En resumen, el accionar de las elites chilenas se halla marcado por una paradójica relación entre la transición y el establecimiento de una democracia defectuosa. Tal como se indicó con anterioridad, prima una imagen positiva del país debido al carácter pacífico de su transición y al consecuente desarrollo de un proceso de modernización exitoso dentro de América Latina. Por otro lado, se ha establecido una democracia que -como resultado de las precauciones contra la inestabilidad y la propensión a las negociaciones inter-elites que caracterizaron a la transición- restringe la participación popular y aleja a los ciudadanos de los lugares de decisión. Parafraseando el análisis de Colomer (1998: 181), puede afirmarse que las virtudes de la transición chilena se han convertido en los vicios de la democracia de este país. Tal y como indican Linz y Stepan (1996: 205-218), acaso sea una ironía el que quienes lucharon contra el autoritarismo en Chile lleguen al poder y luego vayan estableciendo rutinas políticas que tiendan a consolidar una democracia de baja intensidad y con niveles intermedios de legitimidad. De hecho, el carácter defectuoso de esta última obedece a la institucionalización de la negociación inter-elites de espaldas a la ciudadanía. De tal modo, el cierre de las esclusas comunicativas entre el sistema político y la ciudadanía se transforma en una rutina que dificulta la autodeterminación colectiva de la sociedad (Habermas, 1992: 399-467; Peters, 1993: 322-362).

B. Expansión del neoliberalismo y desarrollo de una sociedad de mercado

Como se indicó con anterioridad, el régimen autoritario instauró una política económica de libre mercado que reemplazó al modelo de desarrollo estado-céntrico y así se amplió el espacio de influencia que las empresas privadas nacionales e internacionales detentan en la sociedad. Gracias a esta transformación se formaron nuevos actores económicos, y algunos anteriores mantuvieron e incluso expandieron su poder. Por ello resulta fácil comprender que la dictadura encontró en la gran mayoría del empresariado un aliado incondicional, el cual -en el momento de producirse el proceso de transición- definió el modelo económico neoliberal como un elemento no modificable.

Por consiguiente, en las negociaciones entre las elites se selló un acuerdo -más implícito que explícito- referente a la perpetuación de la ortodoxia del modelo económico de libre mercado instaurado por la dictadura.
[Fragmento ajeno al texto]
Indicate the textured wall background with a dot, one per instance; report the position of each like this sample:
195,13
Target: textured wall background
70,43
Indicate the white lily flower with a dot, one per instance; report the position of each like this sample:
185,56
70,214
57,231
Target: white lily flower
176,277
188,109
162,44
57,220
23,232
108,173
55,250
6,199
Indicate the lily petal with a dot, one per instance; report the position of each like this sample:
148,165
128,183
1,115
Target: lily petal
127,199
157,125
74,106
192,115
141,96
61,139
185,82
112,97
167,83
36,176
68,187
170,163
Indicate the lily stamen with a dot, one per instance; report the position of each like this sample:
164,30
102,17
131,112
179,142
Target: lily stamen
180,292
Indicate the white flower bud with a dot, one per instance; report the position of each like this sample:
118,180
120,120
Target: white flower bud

De tal manera, los grandes grupos económicos lograron establecerse como actores de veto que tienen la capacidad de maniobrar allende las reglas democráticas. Y como el poder de su opinión es padecido por los demás actores de la sociedad, el ejercicio de la responsabilidad vertical de las instituciones se ve fuertemente obstaculizado. Por responsabilidad vertical se entiende aquí, siguiendo a O'Donnell (1999: 159-173), que los funcionarios públicos son capaces de controlar una red de instituciones medianamente autónomas y que actúan en ellas en función de los criterios constitucionales propios de dichas organizaciones. Formulado de otro modo, en Chile se ve disminuida la autonomía de las instituciones públicas y de las organizaciones de la sociedad civil, porque al haber una economía fuertemente privatizada, los grupos empresariales tienen la capacidad de imponer su parecer mediante dos maneras un tanto invisibles pero particularmente efectivas: la amenaza de la no inversión y la erosión de la confianza sistémica.11

A consecuencia de la aceptación y expansión del proyecto de modernización de libre mercado, no sólo se institucionalizó el poder de los grandes grupos económicos sino que también el principio de la autorregulación funcional de la sociedad comenzó a tomar una posición hegemónica. Siguiendo una interpretación heterodoxa de la teoría de sistemas de Luhmann (1984), es posible indicar que mediante el neoliberalismo se expande una racionalidad que aspira a organizar la totalidad social, en cuanto se parte del supuesto de que la mano invisible del mercado es capaz de gestar un ordenamiento automático y espontáneo que produciría el bienestar social. Desde este punto de vista, los sistemas funcionales de la sociedad pueden regularse por sí solos cuanto menos intervengan el Estado, las organizaciones intermedias y cualquier modo de colectivismo; a cambio, se obtiene una solución óptima del problema de Hobbes.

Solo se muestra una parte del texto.